Featuring 200 superb plates spanning half a century, this book is the first retrospective of the work of Roy DeCarava, a great American photographer known for his brilliant photographs of Harlem and of jazz musicians such as Billie Holliday and John Coltrane. Published to accompany a major exhibition that opened at The Museum of Modern Art, New York, in early 1996.
A fine MOMA collection with a few introductions to the Harlem great photographer Roy DeCarava that I read because I had just read Chester Himes's Harlem crime series and saw his work referenced in a review. I also read a picture book, Everywhere Beauty Is Harlem: The Vision of Photographer Roy DeCarava which is a great intro to his work for children. Some famous people are featured in this retrospective, but most photos are celebrations of everyday life, ordinary experience.
I don't know if one can "read" a book of photographs but I like De Carava's dark, moody, brooding photos of (primarily) Afro-Americans. (So different from the exuberance of the equally talented Charles "Teenie" Harris.) He's best known for his collaboration with Langston Hughes, THE SWEET FLYPAPER OF LIFE, but (as much as I love Hughes) that book bugs me, I admit it. Some of those same photos are included here and I prefer them without the accompanying text. I guess I find Hughes' text too sentimental and I prefer him when he gets a bit nasty, as in his story about a father who can't accept his son's effeminacy, "Blessed Assurance", or "Slave on the Block", one of the most mean-spirited, and most brilliant, short stories ever written. This collection includes a couple of biographical pieces about De Carava that are well worth reading, but you can skip De Carava's own running commentary in THE SOUND I SAW, his collection of jazz photos--let's just say that as a writer, he was a damn fine photographer.

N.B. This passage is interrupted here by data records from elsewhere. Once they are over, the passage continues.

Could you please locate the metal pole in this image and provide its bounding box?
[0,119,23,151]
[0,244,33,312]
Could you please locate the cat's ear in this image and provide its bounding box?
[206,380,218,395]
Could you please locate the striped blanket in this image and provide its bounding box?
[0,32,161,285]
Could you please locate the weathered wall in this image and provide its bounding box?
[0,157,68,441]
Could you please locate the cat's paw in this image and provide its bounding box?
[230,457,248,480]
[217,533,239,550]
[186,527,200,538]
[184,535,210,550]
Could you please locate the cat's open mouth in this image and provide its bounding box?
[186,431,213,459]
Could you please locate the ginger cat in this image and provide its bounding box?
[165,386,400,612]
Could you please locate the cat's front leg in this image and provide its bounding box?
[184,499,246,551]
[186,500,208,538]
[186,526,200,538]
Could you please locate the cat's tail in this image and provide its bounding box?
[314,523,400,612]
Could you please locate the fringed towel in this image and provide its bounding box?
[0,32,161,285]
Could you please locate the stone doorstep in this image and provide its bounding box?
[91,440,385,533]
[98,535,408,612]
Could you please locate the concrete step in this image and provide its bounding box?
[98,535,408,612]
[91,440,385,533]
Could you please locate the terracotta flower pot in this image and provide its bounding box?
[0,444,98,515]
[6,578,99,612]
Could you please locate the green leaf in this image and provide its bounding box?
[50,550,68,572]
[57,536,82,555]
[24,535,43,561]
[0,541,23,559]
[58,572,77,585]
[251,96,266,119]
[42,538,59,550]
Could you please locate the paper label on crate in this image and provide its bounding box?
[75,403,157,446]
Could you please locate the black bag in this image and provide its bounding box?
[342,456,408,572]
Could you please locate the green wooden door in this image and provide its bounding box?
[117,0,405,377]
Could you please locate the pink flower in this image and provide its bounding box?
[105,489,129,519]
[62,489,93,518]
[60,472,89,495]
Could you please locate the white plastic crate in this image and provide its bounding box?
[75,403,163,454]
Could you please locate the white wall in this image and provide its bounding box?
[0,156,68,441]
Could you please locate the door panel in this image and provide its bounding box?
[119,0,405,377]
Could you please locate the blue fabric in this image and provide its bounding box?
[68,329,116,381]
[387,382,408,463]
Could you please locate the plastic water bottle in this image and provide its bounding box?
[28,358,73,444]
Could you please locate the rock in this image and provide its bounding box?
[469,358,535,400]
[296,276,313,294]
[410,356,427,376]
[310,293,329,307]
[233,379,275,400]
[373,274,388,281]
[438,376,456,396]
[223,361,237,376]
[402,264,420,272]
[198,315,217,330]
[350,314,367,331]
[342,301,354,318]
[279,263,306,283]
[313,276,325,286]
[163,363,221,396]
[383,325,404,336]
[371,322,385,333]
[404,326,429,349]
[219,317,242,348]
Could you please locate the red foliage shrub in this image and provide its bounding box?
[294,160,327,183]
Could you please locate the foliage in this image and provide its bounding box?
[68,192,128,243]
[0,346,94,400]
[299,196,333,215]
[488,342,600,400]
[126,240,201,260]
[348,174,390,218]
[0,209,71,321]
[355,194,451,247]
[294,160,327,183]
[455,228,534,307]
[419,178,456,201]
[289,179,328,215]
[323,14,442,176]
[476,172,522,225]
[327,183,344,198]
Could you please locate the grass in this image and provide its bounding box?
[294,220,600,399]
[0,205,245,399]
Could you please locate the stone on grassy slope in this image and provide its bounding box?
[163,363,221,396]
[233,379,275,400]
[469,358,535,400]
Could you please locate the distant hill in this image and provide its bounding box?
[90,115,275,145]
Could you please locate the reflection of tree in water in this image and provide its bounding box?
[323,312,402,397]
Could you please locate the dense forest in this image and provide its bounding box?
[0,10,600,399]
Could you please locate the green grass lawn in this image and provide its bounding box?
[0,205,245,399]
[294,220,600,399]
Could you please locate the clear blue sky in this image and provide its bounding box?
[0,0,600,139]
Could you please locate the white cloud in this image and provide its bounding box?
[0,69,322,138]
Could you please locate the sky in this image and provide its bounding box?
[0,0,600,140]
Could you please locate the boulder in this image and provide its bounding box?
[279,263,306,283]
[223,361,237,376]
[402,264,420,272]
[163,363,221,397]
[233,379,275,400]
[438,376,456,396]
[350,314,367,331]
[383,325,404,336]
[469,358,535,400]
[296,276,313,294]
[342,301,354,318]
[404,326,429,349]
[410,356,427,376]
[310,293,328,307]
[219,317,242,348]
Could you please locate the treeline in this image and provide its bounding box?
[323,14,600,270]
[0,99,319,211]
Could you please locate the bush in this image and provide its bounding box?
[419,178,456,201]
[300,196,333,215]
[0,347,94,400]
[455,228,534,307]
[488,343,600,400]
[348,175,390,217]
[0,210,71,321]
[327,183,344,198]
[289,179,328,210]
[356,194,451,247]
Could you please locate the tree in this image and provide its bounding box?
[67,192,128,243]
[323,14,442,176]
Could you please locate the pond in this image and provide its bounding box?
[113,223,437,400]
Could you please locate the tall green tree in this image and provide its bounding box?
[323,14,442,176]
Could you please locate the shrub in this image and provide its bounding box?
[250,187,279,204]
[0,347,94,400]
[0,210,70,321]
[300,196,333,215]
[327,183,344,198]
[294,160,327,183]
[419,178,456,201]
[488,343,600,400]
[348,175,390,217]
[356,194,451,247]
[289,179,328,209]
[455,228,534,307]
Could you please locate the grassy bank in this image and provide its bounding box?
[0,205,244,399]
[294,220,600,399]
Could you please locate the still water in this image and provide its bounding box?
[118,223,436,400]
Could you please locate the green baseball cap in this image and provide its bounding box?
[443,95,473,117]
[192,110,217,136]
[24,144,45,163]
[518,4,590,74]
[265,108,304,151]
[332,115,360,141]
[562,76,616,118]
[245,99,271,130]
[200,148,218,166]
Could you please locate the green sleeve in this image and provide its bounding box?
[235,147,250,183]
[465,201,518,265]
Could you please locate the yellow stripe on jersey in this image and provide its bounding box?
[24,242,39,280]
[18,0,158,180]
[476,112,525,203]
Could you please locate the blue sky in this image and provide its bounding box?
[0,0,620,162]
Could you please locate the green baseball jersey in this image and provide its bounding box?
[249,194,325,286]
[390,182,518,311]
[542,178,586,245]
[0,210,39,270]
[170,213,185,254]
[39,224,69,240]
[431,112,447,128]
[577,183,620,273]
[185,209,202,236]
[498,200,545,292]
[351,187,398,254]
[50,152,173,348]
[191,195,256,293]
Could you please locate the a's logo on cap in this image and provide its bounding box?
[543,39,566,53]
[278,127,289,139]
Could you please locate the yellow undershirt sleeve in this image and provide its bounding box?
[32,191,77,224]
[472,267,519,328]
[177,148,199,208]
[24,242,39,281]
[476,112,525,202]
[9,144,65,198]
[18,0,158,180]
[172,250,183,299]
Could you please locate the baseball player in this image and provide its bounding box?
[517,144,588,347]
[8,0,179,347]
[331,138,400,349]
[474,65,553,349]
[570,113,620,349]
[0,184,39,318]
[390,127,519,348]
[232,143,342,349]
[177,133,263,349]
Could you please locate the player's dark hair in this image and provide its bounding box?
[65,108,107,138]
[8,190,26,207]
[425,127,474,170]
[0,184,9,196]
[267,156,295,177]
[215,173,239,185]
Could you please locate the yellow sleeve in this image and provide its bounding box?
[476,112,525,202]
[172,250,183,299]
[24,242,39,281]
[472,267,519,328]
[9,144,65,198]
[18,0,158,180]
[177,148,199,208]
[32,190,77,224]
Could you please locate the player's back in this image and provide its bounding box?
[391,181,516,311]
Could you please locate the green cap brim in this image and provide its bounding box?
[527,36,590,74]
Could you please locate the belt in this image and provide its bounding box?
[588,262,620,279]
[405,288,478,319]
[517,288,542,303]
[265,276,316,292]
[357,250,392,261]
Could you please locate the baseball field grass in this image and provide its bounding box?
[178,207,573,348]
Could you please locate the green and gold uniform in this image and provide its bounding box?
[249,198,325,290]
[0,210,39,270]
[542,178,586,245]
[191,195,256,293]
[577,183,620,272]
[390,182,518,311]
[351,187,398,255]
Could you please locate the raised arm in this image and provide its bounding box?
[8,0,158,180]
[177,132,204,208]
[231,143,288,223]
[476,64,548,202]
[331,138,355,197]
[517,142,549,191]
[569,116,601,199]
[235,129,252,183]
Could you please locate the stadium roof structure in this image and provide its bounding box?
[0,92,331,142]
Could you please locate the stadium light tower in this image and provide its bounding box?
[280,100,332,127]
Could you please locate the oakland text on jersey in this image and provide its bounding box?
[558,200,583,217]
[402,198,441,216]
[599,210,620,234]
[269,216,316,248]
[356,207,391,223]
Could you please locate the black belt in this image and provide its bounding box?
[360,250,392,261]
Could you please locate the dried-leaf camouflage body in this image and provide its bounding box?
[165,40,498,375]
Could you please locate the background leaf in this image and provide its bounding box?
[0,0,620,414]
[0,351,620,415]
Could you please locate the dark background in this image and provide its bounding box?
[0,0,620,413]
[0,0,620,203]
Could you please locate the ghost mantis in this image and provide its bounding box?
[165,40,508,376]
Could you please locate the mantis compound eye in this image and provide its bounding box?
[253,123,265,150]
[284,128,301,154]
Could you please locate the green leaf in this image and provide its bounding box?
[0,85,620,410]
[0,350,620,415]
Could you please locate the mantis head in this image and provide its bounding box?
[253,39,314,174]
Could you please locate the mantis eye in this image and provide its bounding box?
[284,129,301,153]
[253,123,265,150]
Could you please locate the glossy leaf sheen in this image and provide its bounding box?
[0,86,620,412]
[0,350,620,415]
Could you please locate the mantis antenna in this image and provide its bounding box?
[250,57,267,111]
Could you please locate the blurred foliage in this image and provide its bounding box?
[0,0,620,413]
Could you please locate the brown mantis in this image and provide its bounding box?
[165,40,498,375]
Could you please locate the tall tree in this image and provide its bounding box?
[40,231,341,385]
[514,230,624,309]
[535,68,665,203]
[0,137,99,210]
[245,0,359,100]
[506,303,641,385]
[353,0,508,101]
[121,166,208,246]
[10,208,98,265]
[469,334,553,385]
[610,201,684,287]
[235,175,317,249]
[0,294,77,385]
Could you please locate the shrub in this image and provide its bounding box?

I purchased this book at the San Francisco MoMA, before a presentation given by Mr. DeCarava and his wife, Sherri. The photographs here continue to stun me, and are a better memory than the show, which was improperly hung and lit (glare on glass). I love that DeCarava worked hard to innovate with how black people are photographed, and I love even more his unwillingness to simply give away the secrets of his success. However, the passion behind it, his love of black people, of jazz, of human and civil rights, and his turning the idea of darkness=evil on it's head, shows in every shot. What also shows through, and is of the utmost importance to a photographer, is patience, which to me, imbues photography with its value as much as the look of immediacy. This is a big, beautiful book. Get it and gaze at the work of a master.